Intégration régionale
L’idée de la création d’une compagnie régionale pour l’espace aérien que couvre ces 5 pays du sahel a été lancée en novembre 2015 à l’issue du deuxième sommet de l’organisation qui s’est tenu à N’Djaména au Tchad. A travers cette initiative, les pays visent à promouvoir l’intégration régionale dans la sous-région dans le cadre des actions de développement envisagé pour faire face à la montée des risques terroristes au Sahel, objectif prioritaire qui a conduit à la création du G5 en 2014. Comme l’a expliqué à plusieurs occasions, Najim Elhadj Mohamed, le secrétaire permanent de l’organisation, « il n y a pas de sécurité sans développement ».
Sur le papier, le projet, qui fait également partie des objectifs de la Stratégie de développement du Sahel (SDS), a tout pour séduire. La desserte aérienne des principales villes sahéliennes relève d’un véritable parcours du combattant dans cette zone assez enclavée. Pour rallier une capitale à une autre, les voyageurs sont par exemple, obligés de recourir à de longs voyages sur d’autres compagnies avec des escales prolongées, comme Casablanca ou même Paris. Il y a donc également de la marge pour un opérateur sur les lignes visées par le projet et afin d’accompagner sa mise en œuvre et la viabilité de la compagnie, les chefs d’Etat du G5 ont d’ailleurs évoqué à Bamako, l’idée de suppression de visa pour leurs ressortissants.
Zones de turbulences avant l’entrée en piste
Le lancement de la nouvelle compagnie aérienne dans le ciel sahélien risque cependant de butter sur d’énormes difficultés. Si des partenaires financiers comme la Banque arabe pour le développement économique (BADEA), ont déjà donné leurs accords de principe pour accompagner la mise en œuvre du projet, la suite du processus risque de s’avérer plus compliquée. La mobilisation du secteur privé pour entrer dans le capital de la compagnie n’est pas garantie surtout au regard de la situation très critique que vivent certaines compagnies aériennes nationales. C’est d’ailleurs sur cet aspect que tout va se jouer, la viabilité de l’entreprise risque de se confronter aux mêmes problèmes qui ont eu raison de plusieurs autres opérateurs lancés par plusieurs pays de la sous-région. Qu’ils s’agissent de Toumai Air Tchad, Air Mauritanie, Air Mali ou Air Burkina, les expériences avortées ne manquent pas pour rappeler la difficulté du projet. A moins que le plan de vol de la nouvelle compagnie ne soit véritablement étoffé, en tirant notamment les leçons du passé, Air Sahel risque de se confronter aux mêmes difficultés auxquelles fait face le ciel africain.

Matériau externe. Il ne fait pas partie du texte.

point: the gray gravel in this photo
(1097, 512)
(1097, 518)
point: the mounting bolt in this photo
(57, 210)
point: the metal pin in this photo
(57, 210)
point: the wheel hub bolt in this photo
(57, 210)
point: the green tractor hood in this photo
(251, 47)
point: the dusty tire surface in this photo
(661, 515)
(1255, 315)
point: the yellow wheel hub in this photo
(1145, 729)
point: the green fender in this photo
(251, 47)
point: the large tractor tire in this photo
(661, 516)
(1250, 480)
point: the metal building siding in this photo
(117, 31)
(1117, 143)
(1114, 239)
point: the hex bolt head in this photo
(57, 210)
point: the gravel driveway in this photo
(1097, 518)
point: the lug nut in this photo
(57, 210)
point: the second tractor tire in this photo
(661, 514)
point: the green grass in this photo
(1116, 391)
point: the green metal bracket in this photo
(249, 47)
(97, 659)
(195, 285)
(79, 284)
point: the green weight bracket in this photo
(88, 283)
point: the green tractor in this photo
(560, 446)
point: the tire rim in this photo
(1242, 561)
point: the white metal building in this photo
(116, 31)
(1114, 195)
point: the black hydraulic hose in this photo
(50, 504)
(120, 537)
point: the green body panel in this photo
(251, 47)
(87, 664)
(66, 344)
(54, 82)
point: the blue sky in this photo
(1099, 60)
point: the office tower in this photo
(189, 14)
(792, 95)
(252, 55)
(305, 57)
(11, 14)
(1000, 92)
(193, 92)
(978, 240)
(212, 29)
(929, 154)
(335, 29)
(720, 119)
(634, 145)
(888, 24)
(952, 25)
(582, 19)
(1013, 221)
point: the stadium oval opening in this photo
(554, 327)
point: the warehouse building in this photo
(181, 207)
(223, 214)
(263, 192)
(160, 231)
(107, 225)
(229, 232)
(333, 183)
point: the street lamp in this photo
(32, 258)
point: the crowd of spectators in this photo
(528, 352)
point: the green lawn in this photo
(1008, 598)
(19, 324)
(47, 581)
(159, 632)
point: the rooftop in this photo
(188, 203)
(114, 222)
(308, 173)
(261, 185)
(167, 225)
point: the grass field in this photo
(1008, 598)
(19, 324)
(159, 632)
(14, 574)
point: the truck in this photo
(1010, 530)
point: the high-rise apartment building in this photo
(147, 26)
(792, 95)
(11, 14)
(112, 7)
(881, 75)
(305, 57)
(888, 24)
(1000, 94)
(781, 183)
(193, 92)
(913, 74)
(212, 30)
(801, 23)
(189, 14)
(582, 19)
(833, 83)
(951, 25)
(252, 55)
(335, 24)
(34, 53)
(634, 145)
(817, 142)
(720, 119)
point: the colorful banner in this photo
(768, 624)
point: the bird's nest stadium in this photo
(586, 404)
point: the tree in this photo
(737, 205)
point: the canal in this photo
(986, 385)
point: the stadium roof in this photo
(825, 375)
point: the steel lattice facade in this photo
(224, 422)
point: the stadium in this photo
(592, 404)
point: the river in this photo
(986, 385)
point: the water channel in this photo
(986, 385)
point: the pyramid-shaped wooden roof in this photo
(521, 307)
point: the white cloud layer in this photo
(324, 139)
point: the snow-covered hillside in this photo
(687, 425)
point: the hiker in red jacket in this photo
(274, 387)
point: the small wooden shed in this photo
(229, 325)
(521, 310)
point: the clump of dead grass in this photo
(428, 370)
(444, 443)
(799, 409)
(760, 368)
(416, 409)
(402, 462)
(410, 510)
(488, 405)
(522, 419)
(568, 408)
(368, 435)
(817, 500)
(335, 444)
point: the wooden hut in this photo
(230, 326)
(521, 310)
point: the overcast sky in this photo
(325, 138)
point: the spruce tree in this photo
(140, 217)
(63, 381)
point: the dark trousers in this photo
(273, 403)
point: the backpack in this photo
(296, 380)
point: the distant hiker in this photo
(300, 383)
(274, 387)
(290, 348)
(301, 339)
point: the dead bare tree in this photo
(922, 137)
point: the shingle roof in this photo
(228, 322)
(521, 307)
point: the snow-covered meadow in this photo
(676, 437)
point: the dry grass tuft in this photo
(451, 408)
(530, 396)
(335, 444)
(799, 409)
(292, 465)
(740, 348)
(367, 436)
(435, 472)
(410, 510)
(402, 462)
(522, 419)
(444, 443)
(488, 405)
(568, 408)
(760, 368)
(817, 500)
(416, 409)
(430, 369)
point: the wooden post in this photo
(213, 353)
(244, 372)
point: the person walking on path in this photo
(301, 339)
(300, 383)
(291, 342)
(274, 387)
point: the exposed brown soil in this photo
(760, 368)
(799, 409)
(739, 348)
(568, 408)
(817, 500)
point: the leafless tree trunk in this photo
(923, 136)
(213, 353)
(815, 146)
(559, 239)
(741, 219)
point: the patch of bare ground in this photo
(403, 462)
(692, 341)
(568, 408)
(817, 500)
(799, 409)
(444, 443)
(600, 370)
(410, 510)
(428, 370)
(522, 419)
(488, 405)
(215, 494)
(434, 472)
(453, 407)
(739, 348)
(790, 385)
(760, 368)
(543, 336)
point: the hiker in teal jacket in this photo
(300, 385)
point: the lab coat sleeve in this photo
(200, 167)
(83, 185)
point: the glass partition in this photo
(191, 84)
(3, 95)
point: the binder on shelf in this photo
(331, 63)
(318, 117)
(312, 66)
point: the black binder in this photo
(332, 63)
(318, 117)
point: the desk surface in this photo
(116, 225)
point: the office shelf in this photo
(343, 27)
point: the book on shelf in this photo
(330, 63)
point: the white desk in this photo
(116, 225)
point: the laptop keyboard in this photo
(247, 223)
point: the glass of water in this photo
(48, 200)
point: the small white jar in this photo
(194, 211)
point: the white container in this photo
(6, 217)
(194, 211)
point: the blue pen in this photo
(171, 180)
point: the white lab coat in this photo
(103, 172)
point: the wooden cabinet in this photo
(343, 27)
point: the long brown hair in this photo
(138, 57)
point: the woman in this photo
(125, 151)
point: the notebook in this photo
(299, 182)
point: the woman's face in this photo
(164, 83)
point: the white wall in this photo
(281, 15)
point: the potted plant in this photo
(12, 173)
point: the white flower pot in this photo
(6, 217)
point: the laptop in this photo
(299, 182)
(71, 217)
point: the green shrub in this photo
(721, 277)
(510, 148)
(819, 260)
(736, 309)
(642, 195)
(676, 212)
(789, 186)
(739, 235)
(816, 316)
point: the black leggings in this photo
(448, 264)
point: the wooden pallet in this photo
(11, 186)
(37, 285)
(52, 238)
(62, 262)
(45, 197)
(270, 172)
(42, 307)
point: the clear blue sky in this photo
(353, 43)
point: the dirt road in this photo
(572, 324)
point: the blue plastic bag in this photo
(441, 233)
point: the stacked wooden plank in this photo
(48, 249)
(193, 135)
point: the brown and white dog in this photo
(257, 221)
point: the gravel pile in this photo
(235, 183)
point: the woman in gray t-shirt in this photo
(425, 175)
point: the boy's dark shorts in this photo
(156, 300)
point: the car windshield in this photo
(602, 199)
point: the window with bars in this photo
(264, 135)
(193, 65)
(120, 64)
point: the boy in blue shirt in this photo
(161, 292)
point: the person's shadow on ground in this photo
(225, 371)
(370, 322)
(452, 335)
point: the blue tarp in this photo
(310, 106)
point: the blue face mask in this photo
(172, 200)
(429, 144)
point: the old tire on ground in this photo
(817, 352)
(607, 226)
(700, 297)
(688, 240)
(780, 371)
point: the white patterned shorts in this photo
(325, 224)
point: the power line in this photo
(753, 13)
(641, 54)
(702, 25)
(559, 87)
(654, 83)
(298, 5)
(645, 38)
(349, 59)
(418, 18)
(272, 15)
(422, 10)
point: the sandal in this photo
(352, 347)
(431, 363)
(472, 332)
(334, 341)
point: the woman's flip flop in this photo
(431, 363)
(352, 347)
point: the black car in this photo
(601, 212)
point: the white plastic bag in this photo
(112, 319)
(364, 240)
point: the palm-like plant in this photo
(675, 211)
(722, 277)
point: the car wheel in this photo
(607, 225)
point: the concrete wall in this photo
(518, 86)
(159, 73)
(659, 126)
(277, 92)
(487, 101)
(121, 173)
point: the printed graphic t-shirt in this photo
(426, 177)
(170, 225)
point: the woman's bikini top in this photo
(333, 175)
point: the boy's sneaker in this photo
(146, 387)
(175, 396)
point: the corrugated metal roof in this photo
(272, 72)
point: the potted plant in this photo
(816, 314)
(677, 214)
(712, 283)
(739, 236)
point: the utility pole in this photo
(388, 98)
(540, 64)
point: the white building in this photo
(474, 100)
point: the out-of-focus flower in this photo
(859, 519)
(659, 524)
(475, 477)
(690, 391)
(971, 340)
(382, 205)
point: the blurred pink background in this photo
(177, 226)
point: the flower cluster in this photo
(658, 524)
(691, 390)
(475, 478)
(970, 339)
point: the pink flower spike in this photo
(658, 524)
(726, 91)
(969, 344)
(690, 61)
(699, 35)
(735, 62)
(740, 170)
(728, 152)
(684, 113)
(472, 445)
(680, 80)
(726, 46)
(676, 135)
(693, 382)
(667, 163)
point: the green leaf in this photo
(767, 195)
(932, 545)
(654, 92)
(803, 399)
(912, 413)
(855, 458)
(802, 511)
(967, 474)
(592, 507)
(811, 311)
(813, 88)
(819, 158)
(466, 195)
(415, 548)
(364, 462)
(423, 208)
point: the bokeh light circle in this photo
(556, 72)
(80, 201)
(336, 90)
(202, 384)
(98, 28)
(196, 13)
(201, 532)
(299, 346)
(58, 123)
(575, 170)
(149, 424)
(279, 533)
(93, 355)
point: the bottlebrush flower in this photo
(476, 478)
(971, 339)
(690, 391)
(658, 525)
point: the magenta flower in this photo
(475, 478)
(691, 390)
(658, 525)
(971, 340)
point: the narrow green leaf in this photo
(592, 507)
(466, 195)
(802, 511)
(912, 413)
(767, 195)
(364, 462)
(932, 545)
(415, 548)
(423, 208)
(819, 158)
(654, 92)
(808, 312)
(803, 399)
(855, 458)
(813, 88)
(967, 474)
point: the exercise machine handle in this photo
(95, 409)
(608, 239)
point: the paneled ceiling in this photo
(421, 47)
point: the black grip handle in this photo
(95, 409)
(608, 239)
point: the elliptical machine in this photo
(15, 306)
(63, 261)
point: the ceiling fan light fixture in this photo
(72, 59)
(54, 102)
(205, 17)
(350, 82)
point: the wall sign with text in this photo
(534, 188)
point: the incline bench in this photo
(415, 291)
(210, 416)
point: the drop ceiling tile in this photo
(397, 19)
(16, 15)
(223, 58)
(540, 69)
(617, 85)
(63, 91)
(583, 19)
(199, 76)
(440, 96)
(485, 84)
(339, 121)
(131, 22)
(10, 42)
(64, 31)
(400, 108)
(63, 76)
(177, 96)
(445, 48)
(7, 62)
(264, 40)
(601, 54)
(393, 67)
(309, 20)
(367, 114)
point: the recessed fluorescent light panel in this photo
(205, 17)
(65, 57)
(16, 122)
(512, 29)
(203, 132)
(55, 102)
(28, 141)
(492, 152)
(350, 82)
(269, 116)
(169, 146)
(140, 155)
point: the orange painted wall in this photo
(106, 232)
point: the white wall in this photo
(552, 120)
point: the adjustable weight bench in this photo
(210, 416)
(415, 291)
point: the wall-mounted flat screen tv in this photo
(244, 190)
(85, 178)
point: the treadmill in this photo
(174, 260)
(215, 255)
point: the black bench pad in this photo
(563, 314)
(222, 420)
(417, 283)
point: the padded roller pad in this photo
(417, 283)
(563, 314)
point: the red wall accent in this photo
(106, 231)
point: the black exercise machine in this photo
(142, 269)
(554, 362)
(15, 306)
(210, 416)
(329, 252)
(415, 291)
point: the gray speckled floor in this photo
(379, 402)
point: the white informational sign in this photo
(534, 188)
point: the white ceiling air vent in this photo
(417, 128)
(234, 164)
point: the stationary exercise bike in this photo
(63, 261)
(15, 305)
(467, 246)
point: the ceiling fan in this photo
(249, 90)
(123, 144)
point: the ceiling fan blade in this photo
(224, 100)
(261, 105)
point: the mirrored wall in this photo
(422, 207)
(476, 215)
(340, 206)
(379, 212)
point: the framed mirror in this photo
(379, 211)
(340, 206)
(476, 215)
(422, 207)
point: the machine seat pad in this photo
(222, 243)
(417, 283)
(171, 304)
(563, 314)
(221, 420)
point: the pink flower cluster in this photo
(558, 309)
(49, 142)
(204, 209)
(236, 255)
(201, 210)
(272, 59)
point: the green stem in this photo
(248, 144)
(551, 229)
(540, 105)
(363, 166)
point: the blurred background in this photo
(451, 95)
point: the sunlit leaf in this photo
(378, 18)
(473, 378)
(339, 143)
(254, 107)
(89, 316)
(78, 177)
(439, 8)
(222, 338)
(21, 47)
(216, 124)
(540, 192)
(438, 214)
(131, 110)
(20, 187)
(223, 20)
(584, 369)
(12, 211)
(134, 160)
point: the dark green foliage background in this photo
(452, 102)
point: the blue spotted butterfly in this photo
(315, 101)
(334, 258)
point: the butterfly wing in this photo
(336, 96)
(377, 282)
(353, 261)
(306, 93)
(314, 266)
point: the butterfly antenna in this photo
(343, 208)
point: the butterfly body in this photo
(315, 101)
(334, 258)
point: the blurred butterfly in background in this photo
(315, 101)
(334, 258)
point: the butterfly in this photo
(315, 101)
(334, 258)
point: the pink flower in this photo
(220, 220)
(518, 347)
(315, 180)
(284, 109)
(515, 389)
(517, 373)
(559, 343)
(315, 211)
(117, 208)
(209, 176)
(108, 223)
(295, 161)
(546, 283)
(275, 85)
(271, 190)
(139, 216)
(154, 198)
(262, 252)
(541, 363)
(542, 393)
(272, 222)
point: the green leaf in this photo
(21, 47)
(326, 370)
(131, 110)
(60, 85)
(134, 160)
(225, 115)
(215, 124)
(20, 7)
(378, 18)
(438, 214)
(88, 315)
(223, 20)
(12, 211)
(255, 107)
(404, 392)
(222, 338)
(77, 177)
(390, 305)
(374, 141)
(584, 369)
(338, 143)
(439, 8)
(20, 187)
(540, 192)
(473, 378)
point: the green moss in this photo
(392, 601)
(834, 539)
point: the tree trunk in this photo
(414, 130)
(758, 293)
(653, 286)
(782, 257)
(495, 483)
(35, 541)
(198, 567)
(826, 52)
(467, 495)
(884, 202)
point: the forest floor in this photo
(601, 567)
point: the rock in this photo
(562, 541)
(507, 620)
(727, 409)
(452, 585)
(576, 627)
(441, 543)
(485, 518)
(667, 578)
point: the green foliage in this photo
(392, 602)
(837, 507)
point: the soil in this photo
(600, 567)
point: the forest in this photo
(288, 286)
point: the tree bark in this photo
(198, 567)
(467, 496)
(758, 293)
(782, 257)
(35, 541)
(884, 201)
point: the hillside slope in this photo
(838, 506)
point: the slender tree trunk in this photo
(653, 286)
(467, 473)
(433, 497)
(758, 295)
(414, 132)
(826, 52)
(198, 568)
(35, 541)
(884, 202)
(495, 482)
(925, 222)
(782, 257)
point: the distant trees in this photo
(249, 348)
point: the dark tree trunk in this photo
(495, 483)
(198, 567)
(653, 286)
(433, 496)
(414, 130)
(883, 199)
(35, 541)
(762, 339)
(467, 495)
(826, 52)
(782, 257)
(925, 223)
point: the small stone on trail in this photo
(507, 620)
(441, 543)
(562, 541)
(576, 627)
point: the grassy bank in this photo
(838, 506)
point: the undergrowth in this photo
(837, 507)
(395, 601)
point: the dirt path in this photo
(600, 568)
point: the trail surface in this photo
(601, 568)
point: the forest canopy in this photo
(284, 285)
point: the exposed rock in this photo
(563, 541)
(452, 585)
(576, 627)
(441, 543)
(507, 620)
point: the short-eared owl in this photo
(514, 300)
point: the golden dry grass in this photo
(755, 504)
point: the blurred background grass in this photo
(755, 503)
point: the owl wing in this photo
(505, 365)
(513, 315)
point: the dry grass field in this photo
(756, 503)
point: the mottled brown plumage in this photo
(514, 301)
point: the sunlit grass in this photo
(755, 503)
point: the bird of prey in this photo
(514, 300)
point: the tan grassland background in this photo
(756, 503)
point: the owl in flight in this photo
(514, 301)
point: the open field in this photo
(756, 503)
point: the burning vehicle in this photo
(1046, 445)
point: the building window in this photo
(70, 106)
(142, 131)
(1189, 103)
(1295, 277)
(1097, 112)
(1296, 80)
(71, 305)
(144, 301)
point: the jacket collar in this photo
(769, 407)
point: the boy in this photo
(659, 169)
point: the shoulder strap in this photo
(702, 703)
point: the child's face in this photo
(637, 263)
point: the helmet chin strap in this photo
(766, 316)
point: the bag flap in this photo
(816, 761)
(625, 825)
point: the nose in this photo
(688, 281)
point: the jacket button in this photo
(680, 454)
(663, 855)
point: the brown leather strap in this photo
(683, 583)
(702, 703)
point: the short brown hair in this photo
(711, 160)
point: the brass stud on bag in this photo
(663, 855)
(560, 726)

Il est vrai que ces derniers temps, plusieurs experts plaident pour un regroupement des petites compagnies à capitaux publics pour l’émergence de véritables champions régionaux, capables de faire face à la concurrence des grandes compagnies qui dominent le marché africain. Des mesures d’accompagnement seront donc nécessaires pour les premiers vols de « Air Sahel » et le cas des pays membres du G5 qui disposent de leurs propres compagnies nationales devrait être revu pour mieux positionner le nouvel entrant communautaire.
C’est ainsi que la compagnie, encore sur papier, pourra prendre son envol et se consacrer à tenir tête à d’autres projets régionaux qui ont déjà vu le jour pour des objectifs d’intégration assez similaires mais qui peinent encore à décoller véritablement.